In order to create a level playing field and avoid arbitrage opportunities between banks and non-banking finance companies (NBFCs), the Reserve Bank of India introduced tighter norms which will affect the way some NBFCs operate.
The new guidelines introduced by RBI says that NBFCs will require a higher minimum capital, raise funds to meet the minimum net owned funds limit, while at the same time capping and reducing the deposit acceptance limit and bringing in the same set of norms that are used by banks to recognize non-performing assets (NPAs). Thankfully for the NBFCs, the central bank has given them time till March 31, 2018 to get their houses in order.
RBI recommendations are in line with those suggested by the Usha Thorat committee and suggestions made by member of Central Board of the RBI, Nachiket Mor.
The impact of the suggested norms is likely to be mixed for various players in the sector. The conservative players are generally in line with most of the norms suggested by RBI or might require some tweaks. Given the timeline of more than three years, they will be able to meet these guidelines. However, there is no denying the fact that life will be tougher for them post 2018.
It is the aggressive players in the sector who will be badly affected. The hit will be structural and thus permanent in nature rather than financial. NBFC players generally target those consumers who are either rejected by banks or in areas where banks have little presence. The risk element is higher for these players. Further, they lend to business or individuals whose cash flows are not regular, such as truck operators, especially who cater to agriculture industry. Earnings for these players are seasonal and are dependent on the monsoon.
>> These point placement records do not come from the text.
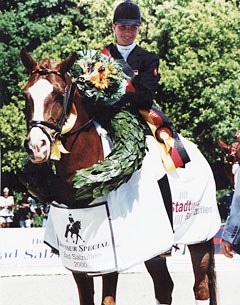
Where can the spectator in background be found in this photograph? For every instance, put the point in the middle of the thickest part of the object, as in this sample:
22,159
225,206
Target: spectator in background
6,209
24,213
231,232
In a CNBC interview, GS Sundararajan, MD of Shriram City Union Finance did not mince words on the recommendation saying that if India is to follow such stringent global rules, it is best not to talk about financial inclusion.
Not only commercial vehicle finance companies, but housing finance companies will also be affected by the norm where they will have to align their ratio of deposits to net worth at 1.5 times. Deposits are one the main source of funds for housing finance companies. The RBI’s move will mean that in order to keep pace with the growing demand of housing sector, NBFCs will have to look at other sources of funds.
For gold finance companies, there seems to be some relaxation in terms of capital requirements. Nischint Chawathe, senior analyst with Kotak Institution Equities in an interview with CNBC said that players in this industry are already following stringent norms, and the very fact that the regulator now has a positive stance on this segment is good.
There is little doubt that RBI’s effort will reduce arbitrage between NBFC and banks, but in the end the scale is clearly tilted towards the banks. Risk taking ability was the biggest differentiator between a bank and a NBFC. RBI’s norms has reduced NBFC’s ability to take extra risk and at the same time affected their fund raising ability from traditional sources.